Department of Psychology, University of Notre Dame, Notre Dame, IN, 46556, USA, cummings.10@nd.edu.

Copyright

(Copyright © 2014, Holtzbrinck Springer Nature Publishing Group)

DOI

10.1007/s10802-014-9860-2

PMID

24652484

Abstract

Despite calls for process-oriented models for child maladjustment due to heightened marital conflict in the context of parental depressive symptoms, few longitudinal tests of the mechanisms underlying these relations have been conducted.
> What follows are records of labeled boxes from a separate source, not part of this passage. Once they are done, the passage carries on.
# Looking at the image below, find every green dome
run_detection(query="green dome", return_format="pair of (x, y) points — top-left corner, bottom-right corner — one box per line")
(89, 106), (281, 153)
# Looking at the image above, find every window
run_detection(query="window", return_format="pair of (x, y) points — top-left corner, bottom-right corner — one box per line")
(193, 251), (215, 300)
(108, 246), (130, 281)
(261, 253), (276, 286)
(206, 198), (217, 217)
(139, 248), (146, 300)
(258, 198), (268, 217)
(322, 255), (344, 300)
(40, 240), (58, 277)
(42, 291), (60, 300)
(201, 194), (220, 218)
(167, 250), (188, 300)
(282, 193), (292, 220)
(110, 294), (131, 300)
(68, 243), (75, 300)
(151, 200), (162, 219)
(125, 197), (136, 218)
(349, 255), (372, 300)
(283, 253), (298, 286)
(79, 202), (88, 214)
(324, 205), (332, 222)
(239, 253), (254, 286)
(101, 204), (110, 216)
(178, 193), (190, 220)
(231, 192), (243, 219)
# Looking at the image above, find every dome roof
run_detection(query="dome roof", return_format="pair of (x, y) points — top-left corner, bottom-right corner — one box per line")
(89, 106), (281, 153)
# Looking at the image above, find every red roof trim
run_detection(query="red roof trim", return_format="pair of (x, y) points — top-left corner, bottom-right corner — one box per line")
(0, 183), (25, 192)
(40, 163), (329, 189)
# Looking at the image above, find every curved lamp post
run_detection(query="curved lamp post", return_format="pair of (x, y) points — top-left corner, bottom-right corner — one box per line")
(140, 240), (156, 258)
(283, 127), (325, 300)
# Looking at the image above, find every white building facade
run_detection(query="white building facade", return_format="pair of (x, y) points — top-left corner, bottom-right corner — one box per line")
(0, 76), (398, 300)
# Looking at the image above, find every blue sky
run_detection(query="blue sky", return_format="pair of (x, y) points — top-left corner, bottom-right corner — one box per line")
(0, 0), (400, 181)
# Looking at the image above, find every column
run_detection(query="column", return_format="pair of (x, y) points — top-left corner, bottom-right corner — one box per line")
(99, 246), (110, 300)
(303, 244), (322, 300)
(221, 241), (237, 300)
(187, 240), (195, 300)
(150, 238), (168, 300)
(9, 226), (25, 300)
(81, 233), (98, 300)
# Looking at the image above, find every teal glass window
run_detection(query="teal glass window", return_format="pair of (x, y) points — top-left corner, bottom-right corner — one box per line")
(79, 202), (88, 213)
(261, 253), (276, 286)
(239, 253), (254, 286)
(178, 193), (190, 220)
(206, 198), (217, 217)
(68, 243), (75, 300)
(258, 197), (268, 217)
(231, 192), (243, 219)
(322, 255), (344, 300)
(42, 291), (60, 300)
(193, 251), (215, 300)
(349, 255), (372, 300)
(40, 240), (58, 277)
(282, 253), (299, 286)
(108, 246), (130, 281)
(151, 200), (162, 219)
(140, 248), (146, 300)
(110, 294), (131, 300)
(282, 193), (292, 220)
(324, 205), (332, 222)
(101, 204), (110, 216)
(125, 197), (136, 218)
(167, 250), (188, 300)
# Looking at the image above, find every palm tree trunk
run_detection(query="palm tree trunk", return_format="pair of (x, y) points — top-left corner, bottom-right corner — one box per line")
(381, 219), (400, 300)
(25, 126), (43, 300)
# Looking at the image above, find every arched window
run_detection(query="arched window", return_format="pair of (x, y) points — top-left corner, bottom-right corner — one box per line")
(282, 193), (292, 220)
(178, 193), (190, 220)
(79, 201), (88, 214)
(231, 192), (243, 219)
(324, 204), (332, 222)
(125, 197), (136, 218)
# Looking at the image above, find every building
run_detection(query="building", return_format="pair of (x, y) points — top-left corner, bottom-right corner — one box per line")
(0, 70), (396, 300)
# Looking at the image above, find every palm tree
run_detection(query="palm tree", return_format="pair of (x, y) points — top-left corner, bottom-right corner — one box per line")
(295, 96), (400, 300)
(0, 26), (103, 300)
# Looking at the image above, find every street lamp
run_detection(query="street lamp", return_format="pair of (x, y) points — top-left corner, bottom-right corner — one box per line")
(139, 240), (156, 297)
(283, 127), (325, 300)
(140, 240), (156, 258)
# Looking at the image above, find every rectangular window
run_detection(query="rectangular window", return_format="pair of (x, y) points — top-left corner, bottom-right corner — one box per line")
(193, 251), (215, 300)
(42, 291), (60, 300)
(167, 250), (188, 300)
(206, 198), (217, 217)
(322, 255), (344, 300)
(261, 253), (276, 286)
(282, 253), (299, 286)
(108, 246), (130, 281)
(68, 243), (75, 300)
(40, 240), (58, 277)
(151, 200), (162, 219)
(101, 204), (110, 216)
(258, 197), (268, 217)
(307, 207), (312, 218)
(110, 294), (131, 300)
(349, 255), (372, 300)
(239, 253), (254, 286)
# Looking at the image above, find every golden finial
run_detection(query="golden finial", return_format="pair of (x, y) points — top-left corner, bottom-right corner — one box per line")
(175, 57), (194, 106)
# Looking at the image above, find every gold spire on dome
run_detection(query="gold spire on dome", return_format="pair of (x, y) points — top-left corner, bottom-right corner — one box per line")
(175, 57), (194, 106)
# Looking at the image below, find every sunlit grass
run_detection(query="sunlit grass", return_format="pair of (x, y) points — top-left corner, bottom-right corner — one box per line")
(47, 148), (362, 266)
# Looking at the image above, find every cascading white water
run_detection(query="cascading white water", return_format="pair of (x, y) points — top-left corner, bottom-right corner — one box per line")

Addressing this gap, the present study examined multiple factors longitudinally that link parental depressive symptoms to adolescent adjustment problems, building on a conceptual model informed by emotional security theory (EST). Participants were from 320 families (158 boys, 162 girls), including mothers and fathers, who took part when their children were in kindergarten (T1), second (T2), seventh (T3), eighth (T4) and ninth (T5) grades. Parental depressive symptoms (T1) were related to changes in adolescents' externalizing and internalizing symptoms (T5), as mediated by parents' negative emotional expressiveness (T2), marital conflict (T3), and emotional insecurity (T4). Evidence was thus advanced for emotional insecurity as an explanatory process in the context of parental depressive symptoms.